We first provide a comparison of the performance of various classifiers for both single and multi-label classification. Then, we proceed to discuss the best-performing classifier in detail. We performed a detailed feature ablation study that takes into account both the combination of features and the code feature vector size over different classifiers, which we later discuss in this paper (refer to Section 5.2.3).

5.2.1 Predicting one Label per Code Cell

The accuracy and F1-score of all the classifiers evaluated over a different set of features are listed in Table 7. The size of the code feature vector is 1000 which is the top performing amongst all.

Table 7 Single-label classification: Comparison of accuracy and F1-score metric of classifiers over a different set of features

The RF classifier trained with code-stat features has the highest accuracy of 71.1%, closely followed (69.3%) by the GB classifier trained with all-features.

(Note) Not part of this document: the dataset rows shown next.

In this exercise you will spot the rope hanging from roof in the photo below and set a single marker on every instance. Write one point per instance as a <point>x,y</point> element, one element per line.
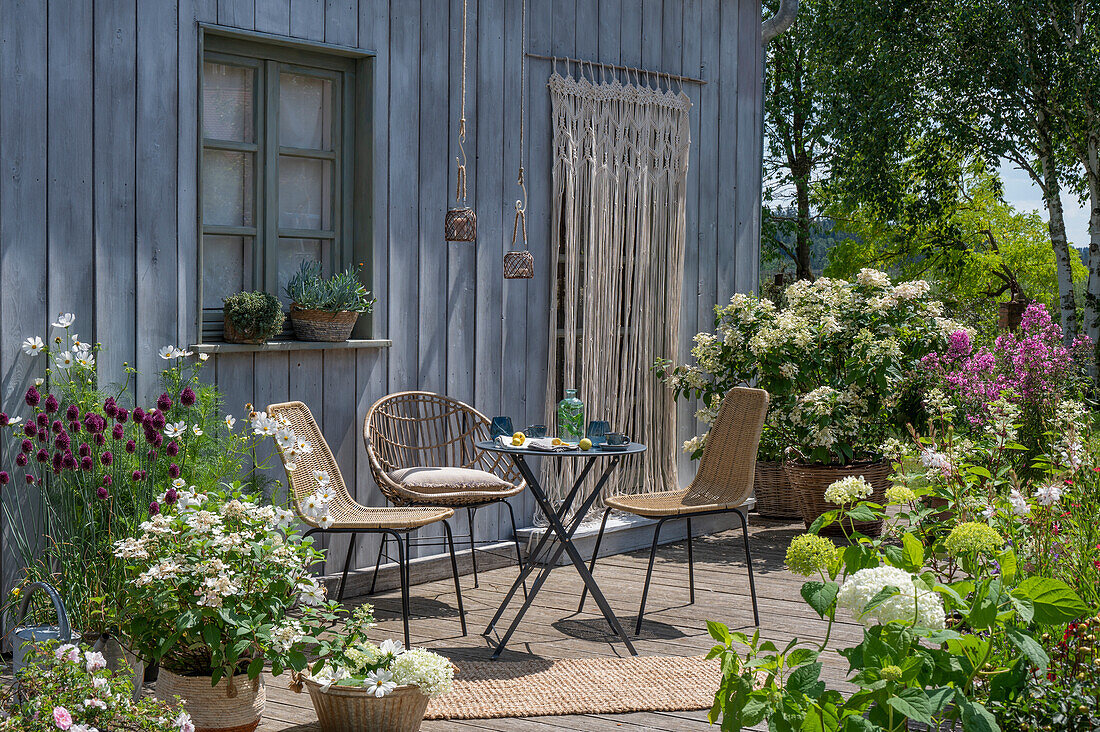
<point>461,221</point>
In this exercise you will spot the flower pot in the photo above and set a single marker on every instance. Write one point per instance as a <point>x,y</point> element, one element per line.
<point>810,482</point>
<point>321,325</point>
<point>228,707</point>
<point>232,335</point>
<point>774,495</point>
<point>354,709</point>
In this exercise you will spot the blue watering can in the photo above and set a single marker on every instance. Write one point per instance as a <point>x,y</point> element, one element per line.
<point>30,634</point>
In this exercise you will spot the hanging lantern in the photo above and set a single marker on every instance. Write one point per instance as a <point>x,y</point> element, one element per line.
<point>519,263</point>
<point>461,222</point>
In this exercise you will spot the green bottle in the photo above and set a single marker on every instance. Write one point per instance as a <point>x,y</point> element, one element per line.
<point>571,417</point>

Best performing classifier

We take the best performing classifier (RF) trained with code-stat for further analysis using GridSearchCV. The best performing parameters evaluated by GridSearchCV (with parameters n_estimators= 90, class_weight=’balanced_subsample’, random_state= 500, criterion=’gini’) achieves a weighted average F1-score of 0.698.

Table 8 shows the classification_report for the RF classifier.

data_preprocessing has a precision value of 0.74 and a recall value of 0.77. The reason for such a result could be that the lines of code that performs data_preprocessing do not have many unique structures (e.g., plt.figure() in the case of result_visualization or DecisionTreeRegressor() in the case of modelling). In the case of data_exploration, even though it has a lower precision score, the recall score is higher indicating that many of the labels are predicted as data_exploration even when they are not; the confusion matrix visualises this behaviour (Fig. 9).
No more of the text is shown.